Bu vesileyle Şahin'e sahip olmamdan dolayı "Her Şahin'i olan p.ç" hakaretinden de kurtulmuş oldum. O arkadaşı görsem, desem ki Şahin'i sattım. O Şahin'in parasını da katarak eski de olsa bir ev aldım. Şimdi ben o yüz karası durumdan kurtuldum mu desem, ne der acaba? Ama sormam. Sorar mıyım? Bu kafada olan birinin "Şahin parasıyla aldığın o evde oturman caiz değil" demesinden korkarım çünkü. Garibimin dili yanmış demek ki Şahincilerden. 

Araba ve Ben (2)

Ehliyet alınır da araba alınmaz mı? Üzerinden bir iki yıl geçtikten sonra bütçeme uygun bir araba almaya kalktım. Hangi araba kaç lira bilmem. Bildiğim, ayağımı yerden kesecek bir araba alırsam bütün dertlerimin biteceği yönündeydi.

Araba al diyenlerin yanında "Bir mutfak gideri kadar masrafın olur" diyenlere de kulak asmadım. Zira içişleri bakanının baskı ve talimatı aile saadeti için daha önemliydi.

Araba alım satım işinden anlayan Saadettin isimli arkadaş, ne kadar paran var? Mehmet'in arabası emsallerine göre pahalı ama üçüncü eli sen olacaksın. Arabanın her yeri orijinal dedi. Tamam, alalım. Ben arabadan ve piyasasından anlamam. Sen, sana şu yarar de, alalım dedim. Bana, düşün taşın. Yarın pahalı almışsın deme dedi. Der miyim, demez miyim bilmem ama konuşma özgürlüğüme sekte vuramazsın dedim.

Arabayı alacağız ama araba Karapınar'da imiş. Mehmet Bey 2000 lira istiyormuş araca. Bu para o zamanın meşhur yabancı parası Mark'ın 6660 Mark'ına tekabül ediyordu. Bunu da ayarladım. 

Birlikte gidip aracı alıp geldik. 

Gören hayırlı olsun demeden kaça aldığımı sordu. Bir Allah'ın kulu da piyasası bu civarda demedi. Sanki aralarında anlaşmışçasına çok pahalı almışsın dedi. Ama araba temiz dediysem de kimse oralı olmadı. Bunu duyan ben durur muyum? Aradan 25 yıl geçse de Saadettin'i gördükçe o arabayı bana çok pahalıya aldırdın deyip deyip onu kızdırdım. Kaç defa sana bir daha araba alırsam tehdidi savurdu bana ama olsun. 

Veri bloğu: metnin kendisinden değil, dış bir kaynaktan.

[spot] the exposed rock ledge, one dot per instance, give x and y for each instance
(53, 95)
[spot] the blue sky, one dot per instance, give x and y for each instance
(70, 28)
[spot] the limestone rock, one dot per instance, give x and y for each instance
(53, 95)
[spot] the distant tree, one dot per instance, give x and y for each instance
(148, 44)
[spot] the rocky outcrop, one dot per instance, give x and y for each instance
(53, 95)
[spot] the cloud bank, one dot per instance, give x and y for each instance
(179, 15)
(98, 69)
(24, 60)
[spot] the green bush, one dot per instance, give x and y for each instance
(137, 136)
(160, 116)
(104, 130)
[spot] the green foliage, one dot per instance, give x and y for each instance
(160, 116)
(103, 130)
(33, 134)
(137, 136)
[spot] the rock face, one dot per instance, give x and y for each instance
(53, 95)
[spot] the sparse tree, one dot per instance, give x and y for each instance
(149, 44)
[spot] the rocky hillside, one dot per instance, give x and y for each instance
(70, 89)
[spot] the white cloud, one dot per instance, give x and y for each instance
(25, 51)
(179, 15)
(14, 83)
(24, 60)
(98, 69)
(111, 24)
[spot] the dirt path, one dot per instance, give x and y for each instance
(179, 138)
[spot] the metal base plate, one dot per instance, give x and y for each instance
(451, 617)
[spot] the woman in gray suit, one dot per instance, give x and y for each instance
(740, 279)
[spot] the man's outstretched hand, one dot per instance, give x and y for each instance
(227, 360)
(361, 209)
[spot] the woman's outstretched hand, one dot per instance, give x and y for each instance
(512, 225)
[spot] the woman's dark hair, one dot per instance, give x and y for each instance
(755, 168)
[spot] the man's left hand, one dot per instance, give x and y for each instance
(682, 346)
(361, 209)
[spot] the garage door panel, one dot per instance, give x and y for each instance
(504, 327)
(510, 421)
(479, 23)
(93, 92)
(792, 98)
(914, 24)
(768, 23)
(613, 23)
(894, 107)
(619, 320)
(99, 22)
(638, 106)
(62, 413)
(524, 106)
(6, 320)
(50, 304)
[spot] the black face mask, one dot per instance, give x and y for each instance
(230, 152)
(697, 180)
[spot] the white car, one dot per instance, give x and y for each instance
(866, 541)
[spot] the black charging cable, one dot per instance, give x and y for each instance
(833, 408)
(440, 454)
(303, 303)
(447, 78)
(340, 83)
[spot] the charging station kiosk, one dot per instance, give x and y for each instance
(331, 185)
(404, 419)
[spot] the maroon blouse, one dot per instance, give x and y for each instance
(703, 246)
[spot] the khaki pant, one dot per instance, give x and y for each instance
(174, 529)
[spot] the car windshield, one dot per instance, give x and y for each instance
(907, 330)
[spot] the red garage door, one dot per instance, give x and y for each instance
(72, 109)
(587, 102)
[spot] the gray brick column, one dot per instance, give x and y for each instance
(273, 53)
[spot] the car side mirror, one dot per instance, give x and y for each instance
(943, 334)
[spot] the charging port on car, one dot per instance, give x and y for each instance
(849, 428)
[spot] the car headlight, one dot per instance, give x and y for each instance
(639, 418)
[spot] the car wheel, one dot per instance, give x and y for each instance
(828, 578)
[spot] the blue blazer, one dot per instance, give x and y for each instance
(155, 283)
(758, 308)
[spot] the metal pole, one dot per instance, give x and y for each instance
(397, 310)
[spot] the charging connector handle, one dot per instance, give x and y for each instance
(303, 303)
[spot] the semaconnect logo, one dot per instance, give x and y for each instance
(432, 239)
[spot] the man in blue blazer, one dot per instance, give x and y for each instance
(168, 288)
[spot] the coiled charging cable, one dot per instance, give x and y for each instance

Aldığım araç 88 model eski kasa Şahin'di. Size göre tüh, ala ala bunu mu aldın ise de benim için önemliydi. Hem ilk göz ağrım idi hem de ayaklarımı yerden kesmişti. 

Arabayı almıştım, ayaklarımı yerden kesecekti ama bir sorunum vardı. Bu arabayı kim sürecekti? Çünkü ben ehliyeti alalı iki yıl oldu. Zaten yarım yamalak öğrenmiştim. Binmeye binmeye onu da unuttum. Varsa da cesaretim yoktu. 

Fazlı isimli arkadaşa, gel beni biraz çalıştırıver dedim. Sağ olsun, topraklı yolda bana biraz gösterdi. Arka arkaya gitmeyi öğretmek için çok uğraştı. Öğrenirsin bizim oğlan ama zor diyerek şoförlüğüme yeşil ışık yakmadı.

İlçeden Konya’ya geleceğim. İyi de bu arabayı kim sürecekti? Kayınpederi çağırdık. O geldi sağ olsun ama şoför mahalline oturmadı. Sen süreceksin dedi.

Bindim arabaya. Yetmiş beş km’lik yolu üçüncü vitese atmadan arabayı bağırta bağırta Konya’ya getirdim. Üçüncü vitese atmak zordu benim için. Duracağım yere epey mesafe varken arabayı boşa almayı kayınpederden öğrendim. Hala bugün bile niye boşa aldırdı, anlamadım ama bilgi bilgidir.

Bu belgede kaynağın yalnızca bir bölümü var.